Another increasingly popular option is passive detection technology that uses machine learning to scan networks, identify devices, and capture what the device is doing and who is using it. Vendors in this category include Forescout, Nozomi Networks, and Armis.
Some passive detection technology takes advantage of behavioral analysis. Behavior analysis can help to identify a range of suspicious behavior, such as privilege escalation attempts and lateral movement.
“It’s important to know what the device is doing, but you should also be able to compare that information against what it should be doing based on known good behaviors,” said Christopher Dobrec, vice president of product marketing at Armis. “Think about a security camera: If you pick up a lot of authentication attempts trying to access the camera, that’s anomalous behavior. You need to be able to see that, identify the anomalous behavior, and then take action against it.”
Most IoT devices are designed for a single purpose. They often don’t have extra CPU processing power and memory to run traditional security agents. As such, Dobrec said that organizations should use agentless security products.
Organizations should also focus on endpoint security, Tufts said. However, many endpoint protection products haven’t yet been rearchitected for IoT device security. Tufts recommended organization use products with IoT endpoint protection capabilities, which frequently come in the form of IoT modules within traditional tools. CrowdStrike, SentinelOne, Cybereason, McAfee, Forescout, and Fortinet offer products with IoT endpoint protection capabilities.

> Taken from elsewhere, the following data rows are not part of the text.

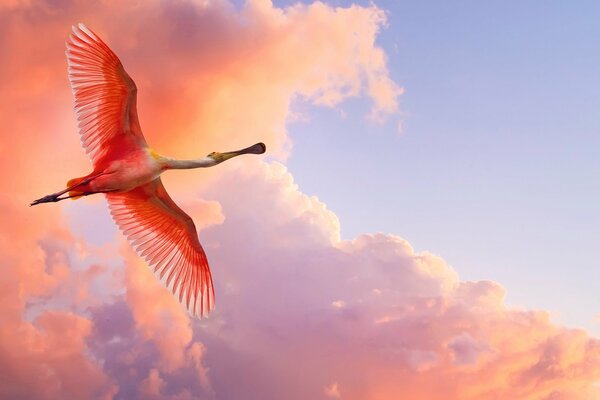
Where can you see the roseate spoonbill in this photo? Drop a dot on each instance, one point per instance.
(128, 172)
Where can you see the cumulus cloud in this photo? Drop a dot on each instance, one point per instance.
(300, 313)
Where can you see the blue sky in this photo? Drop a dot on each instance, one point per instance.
(497, 167)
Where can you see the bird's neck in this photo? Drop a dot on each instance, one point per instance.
(173, 163)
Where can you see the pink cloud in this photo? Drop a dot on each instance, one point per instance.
(300, 313)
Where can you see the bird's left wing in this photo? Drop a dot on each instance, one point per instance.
(105, 96)
(165, 236)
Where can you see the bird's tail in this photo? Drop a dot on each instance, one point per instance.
(77, 192)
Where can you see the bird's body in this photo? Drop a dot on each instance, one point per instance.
(128, 172)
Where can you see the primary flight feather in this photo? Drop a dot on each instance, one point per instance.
(128, 172)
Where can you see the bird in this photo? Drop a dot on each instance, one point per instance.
(127, 171)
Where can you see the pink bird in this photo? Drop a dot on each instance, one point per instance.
(128, 172)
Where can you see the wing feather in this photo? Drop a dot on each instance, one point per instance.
(105, 96)
(165, 236)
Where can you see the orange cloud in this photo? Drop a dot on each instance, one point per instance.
(300, 313)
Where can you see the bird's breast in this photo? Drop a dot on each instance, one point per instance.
(129, 172)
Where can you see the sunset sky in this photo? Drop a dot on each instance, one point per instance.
(424, 224)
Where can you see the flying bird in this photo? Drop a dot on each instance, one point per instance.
(128, 172)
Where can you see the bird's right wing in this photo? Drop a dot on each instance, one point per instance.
(105, 96)
(165, 236)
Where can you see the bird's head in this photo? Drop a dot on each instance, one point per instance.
(258, 148)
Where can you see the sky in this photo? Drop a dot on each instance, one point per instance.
(422, 226)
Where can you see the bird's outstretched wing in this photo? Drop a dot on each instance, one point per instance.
(165, 236)
(105, 96)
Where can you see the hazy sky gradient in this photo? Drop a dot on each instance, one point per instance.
(497, 165)
(486, 192)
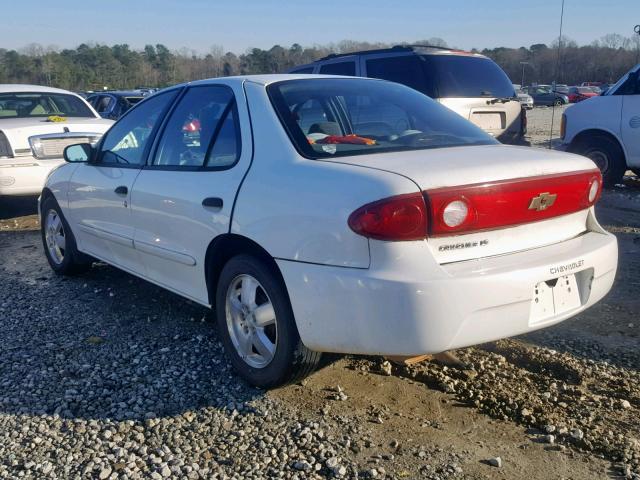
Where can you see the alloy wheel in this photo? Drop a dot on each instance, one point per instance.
(251, 321)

Existing cybersecurity efforts can help in other ways. For example, security operations centers (SOCs) can use threat management and incident programs that are specific to IoT devices, Frank noted. SOCs can then monitor devices for anomalies and proactively manage them. The same is true of established vulnerability management programs, which can include IoT devices to ensure that upgrades, patches, and licensing remains up to date.
Finally, organizations should properly segment their networks. Doing so can prevent IoT, operational technology and industrial control system devices from sitting on the same network with other kinds of devices, Frank added.
What About the Devices’ Built-in Security?
It’s tempting, if not naïve, to think devices will be secure right out of the box. Each type of device has a different form factor with physical interface code sitting behind it, and they include varying levels of security. If the devices use Bluetooth or connects to another piece of technology like a USB, those must be secured, as well.
To vet IoT devices as carefully as possible, Frank recommended testing a device before buying it. By testing the devices, the IT staff can gain an understanding of the necessary risk mitigation controls. Frank also advised asking device vendors what type of testing they perform on their products before selling them. A vendor should explain the level of support it provides for the device, including updates, patches, and notifications of vulnerabilities.